Wait. What?
We begin the end of season five with Canning and David Lee trying to throw Alicia under the bus. The Machiavellian pair want Alicia to take the fall in the $6 million adoption suit David tried to stitch up. And it turns out they want Diane under that bus, too. Because - why not! What's a season of The Good Wife without a hostile take-over!
The Good Wife is a show that has never been explicit with its cards. We don't generally get exposition - the audience is credited with the smarts to understand what's going on beneath the surface. But tonight the walls come down, when Alicia and her colleagues get to see and hear Canning and Lee's plotting and planning, via a teleconferencing feed that hasn't shut off.
Information is power, and now the cards are on the table - for one of our two firms, at least. Alicia's trajectory as a character is also on display. She can now manipulate with the best of them, as she shows when she leverages her grief over Will to keep her opponents in front of the camera at her old office - a move that Will himself would be proud of, no doubt.

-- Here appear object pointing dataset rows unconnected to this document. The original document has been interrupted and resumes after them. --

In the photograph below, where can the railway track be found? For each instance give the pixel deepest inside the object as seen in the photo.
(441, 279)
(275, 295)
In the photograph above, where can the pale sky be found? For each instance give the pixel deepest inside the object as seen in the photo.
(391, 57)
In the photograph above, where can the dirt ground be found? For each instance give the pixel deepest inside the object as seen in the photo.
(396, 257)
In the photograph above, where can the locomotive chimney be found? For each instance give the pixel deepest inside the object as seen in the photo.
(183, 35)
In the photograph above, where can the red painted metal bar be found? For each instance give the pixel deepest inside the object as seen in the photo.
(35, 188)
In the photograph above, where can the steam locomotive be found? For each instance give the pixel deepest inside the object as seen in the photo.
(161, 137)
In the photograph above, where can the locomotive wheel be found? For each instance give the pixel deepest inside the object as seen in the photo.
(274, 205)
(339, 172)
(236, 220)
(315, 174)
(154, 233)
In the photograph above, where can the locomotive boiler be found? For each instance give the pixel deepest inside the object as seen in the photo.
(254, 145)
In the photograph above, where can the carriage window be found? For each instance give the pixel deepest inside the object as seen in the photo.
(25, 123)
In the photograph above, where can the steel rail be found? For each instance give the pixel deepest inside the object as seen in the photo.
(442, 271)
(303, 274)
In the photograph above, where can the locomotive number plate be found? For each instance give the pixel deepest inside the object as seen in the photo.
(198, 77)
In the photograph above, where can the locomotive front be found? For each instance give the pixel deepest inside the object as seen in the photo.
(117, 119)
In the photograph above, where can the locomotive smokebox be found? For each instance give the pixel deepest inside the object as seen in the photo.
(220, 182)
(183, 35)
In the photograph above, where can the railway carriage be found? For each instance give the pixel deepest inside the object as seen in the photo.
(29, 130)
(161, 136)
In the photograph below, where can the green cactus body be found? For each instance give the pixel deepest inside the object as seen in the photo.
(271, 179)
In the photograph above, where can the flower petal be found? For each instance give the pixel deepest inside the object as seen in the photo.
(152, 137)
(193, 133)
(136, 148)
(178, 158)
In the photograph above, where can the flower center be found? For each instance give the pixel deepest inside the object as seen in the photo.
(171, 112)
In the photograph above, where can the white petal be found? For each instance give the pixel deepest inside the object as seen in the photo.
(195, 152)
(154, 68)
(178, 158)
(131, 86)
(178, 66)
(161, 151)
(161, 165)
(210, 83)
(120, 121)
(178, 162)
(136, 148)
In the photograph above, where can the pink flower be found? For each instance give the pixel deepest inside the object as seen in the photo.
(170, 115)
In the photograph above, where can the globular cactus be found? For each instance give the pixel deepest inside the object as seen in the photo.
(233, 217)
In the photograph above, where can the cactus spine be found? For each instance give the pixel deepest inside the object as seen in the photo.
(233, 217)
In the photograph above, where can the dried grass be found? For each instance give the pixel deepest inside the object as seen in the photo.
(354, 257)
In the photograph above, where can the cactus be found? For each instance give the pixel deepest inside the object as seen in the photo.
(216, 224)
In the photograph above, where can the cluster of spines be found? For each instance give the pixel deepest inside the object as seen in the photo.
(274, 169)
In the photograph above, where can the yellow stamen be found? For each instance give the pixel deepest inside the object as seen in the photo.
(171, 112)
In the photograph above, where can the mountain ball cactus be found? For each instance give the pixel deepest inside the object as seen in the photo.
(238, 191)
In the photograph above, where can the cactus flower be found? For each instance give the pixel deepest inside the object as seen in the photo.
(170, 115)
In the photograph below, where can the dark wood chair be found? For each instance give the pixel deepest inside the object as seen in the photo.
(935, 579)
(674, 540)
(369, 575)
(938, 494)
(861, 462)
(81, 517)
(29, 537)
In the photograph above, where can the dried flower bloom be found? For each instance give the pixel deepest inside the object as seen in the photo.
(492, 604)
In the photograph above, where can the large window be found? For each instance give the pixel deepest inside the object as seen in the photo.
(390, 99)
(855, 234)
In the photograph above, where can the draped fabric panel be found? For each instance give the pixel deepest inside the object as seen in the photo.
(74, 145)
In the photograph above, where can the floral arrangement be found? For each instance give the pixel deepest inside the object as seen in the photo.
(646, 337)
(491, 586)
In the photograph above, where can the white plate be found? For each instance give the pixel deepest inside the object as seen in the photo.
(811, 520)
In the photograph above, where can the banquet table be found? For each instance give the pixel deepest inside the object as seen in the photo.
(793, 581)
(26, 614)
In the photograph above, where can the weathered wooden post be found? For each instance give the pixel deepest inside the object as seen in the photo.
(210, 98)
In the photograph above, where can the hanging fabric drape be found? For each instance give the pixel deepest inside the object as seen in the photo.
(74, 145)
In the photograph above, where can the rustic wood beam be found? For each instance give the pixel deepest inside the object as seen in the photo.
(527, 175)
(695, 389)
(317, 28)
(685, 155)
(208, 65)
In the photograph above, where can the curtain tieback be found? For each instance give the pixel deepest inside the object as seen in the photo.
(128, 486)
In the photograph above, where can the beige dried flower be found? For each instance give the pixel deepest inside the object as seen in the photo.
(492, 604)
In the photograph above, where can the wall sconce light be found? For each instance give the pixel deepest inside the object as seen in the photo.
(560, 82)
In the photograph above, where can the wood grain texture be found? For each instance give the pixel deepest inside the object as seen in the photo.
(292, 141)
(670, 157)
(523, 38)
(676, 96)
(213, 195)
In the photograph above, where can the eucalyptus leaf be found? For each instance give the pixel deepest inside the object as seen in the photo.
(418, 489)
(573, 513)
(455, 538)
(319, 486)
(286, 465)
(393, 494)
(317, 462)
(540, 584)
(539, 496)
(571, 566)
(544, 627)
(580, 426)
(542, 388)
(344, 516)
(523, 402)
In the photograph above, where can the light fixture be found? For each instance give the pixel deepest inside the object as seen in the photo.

But unvarnished truth can be painful. There's a difference between knowing something deep down, and having everyone else know it, too. Just ask Cary, when the rolling feed also confirms that his girl Kalinda is really Diane's girl, now.
If there is a central theme of The Good Wife, it is that nothing stays hidden. The past catches up to you. Because whether it's via the NSA, a bedroom webcam, or a teleconference feed, someone is always watching, always listening ...
Alicia, you want Finn. Good for you!
Consider this revelation the death of a sub-plot: Finn can't run for State's Attorney because it turns out he bribed- not-bribed someone to save his sister. This potential plot for our new guy has been abruptly halted - for the viewer, it's essentially the TV equivalent of getting to the last page and finding out that it was all a dream.
What does this mean for Matthew Goode? The Kings have said they want him back next year, and I want him back. Alicia wants him, too (in my opinion). Finn withdrawing from the State's Attorney race clears the stage for Alicia, professionally. But what does it mean for her, personally?
It's not an area of her life that has gone so well these past few years ...
There's no good timing these days
Ah, but there never really was good timing for Alicia Florrick. She's too busy being pulled in every direction, all the time. Her life is that frenetic music we so often hear before the opening credits, made manifest. And she's spent seasons trying to be good at every role she's required to play at this pace.
Alicia Florrick. Wife, mother, partner ... partner.
It's all changed this year for the good wife. Her marriage is finally over, her son is leaving home, she has a new firm (even if it comes with old problems, including renewed tensions with Cary) - and perhaps most painful of all, her lover is dead. There were brief periods, when he was alive, that she had good timing. But it was always borrowed, and now it feels like there is no good timing at all.
No exceptional moments anymore.
But Eli has an idea. Eli, the guy who is always in her corner, whether she knows it or not. Eli wants Alicia to run for State's Attorney. It would be the beginning of her career in politics - it would frame her as the new Hillary for the right reasons, this time.
She's not buying it - for now. But we do have a whole summer for her to get used to the idea ...
Is it about Will?
This season was all about Will. From the firm split at the beginning, to his death mid-season, right through to the final minutes when Diane showed up at Florrick/Agos.
As much as I miss Josh Charles, the death of Will has reinvigorated The Good Wife, allowing for character motivations that have heightened the tension on screen, but never descended into melodrama. These post-death episodes have in fact been a master-class in using real-world emotions to anchor larger-than-life situations. It is what makes this season's fall-out at both firms so compelling. Now it's personal for everyone, especially Diane.
Diane lost her best friend, and she's losing what they built together - but she's taking the phoenix approach as we close out the year. Rising from the ashes in her fabulous red dress, and heading to Florrick/Agos with her 38 million a year.
I hope they'll take her. And her Girl Friday, too. I'd like to see Alicia, Diane and Kalinda back together again. I'm even ready for Cary to go rogue again - I think he makes for a better adversary than a friend, a worthy opponent to these fierce and fabulous women in his life.
I'm not sure I am ready to see them all playing happy families at Florrick/Agos/Lockhart, just yet ...
*Season five, you weren't weird so much as - extraordinary. Thank you Kings, and thank you cast, for 22 brilliant episodes of television. Thank you for making us cry (a lot!), and making us laugh, and think, and learn (Parallel Construction, Silk Road, Shibari!). Thank you for those fierce and fabulous women - for challenging their characters, but never, ever exploiting them. Thank you too, for the complex, interesting men of this show. And for the remarkable series of Broadway guest stars who seemed to head straight from the stage door to your set.
You remain my all-time favourite show, and for very good reason.